Epistle 2 – The 50’s

Prototype Boomers were gangly kids in the 50’s, and we learned current events from Movietone News at the Saturday afternoon serials of Lash LaRue, Roy Rogers and the Durango Kid (my favorite). How current could the Movietone News be, I wonder?

By the time it got produced and distributed, it was downright historic by today’s real time standards. Nevertheless, from that media I learned that Joseph Stalin had died. When I told my mother, she refused to believe me, and she bought a newspaper everyday for a nickel from the neighborhood drug store. I guess by 50’s standards, Movietone was about as current as it got. Or my mother bought really old newspapers at a discount.

The 50’s have always been remembered with disgusting nostalgia, at least by pre-Boomers. But I know the truth because my brother was a leather-jacketed, motorcycle-booted, high school greaser who firmly believed along with his peers that there was no place in civilized society for anyone with good grades. Today, those people wouldn’t miss a class reunion to save their lives. Curious. The 60’s generation of kids can’t even remember where they went to school.

Anyway, back to the 50’s where us grade schoolers were taught to survive a nuclear attack by sitting under our desks. Can you believe it? Granted, desks back then were more substantial pieces of furniture than those plastic tray contraptions kids have today. They were made of steel and you could actually store things in them, everything from Crayolas to Lucky Strike cigarettes, depending on how warped you had become between the second and eighth grades.

The desk tops were made of real wood with ink wells (pits full of black stuff sucked up into pens to make them write) that featured years of carved graffiti, a Rosetta Stone that enlightened our path with the accumulated wisdom of all those who had gone before.

But as marvelous as those desks were, could they really protect us when the Russians dropped an atomic bomb on our school? C’mon, I was born at night but it wasn’t last night. On second thought, maybe they could. The military used to have soldiers observe an atomic blast shielded only by their shirtsleeves and sunglasses. They didn’t even have desks with tops that could tilt up and down. (I liked mine in the middle setting.)

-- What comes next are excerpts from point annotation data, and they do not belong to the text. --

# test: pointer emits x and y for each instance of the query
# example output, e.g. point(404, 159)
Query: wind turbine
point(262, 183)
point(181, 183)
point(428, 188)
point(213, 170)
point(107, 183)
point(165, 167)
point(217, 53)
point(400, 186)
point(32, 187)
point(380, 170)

Nobody in our neighborhood could afford an honest-to-God bomb shelter, but I remember someone who buried cases of liquor in a dirt cellar to ride out the holocaust. clearly a brilliant chap who, unfortunately, died before he could prove the wisdom of his plan. Fortunately, another kid and I discovered this treasure during our Saturday part-time jobs to expand the cellar. Thus began my training for staying stoned throughout the 60’s, a daunting responsibility, let me tell you.

God moves in mysterious ways. Real mysterious.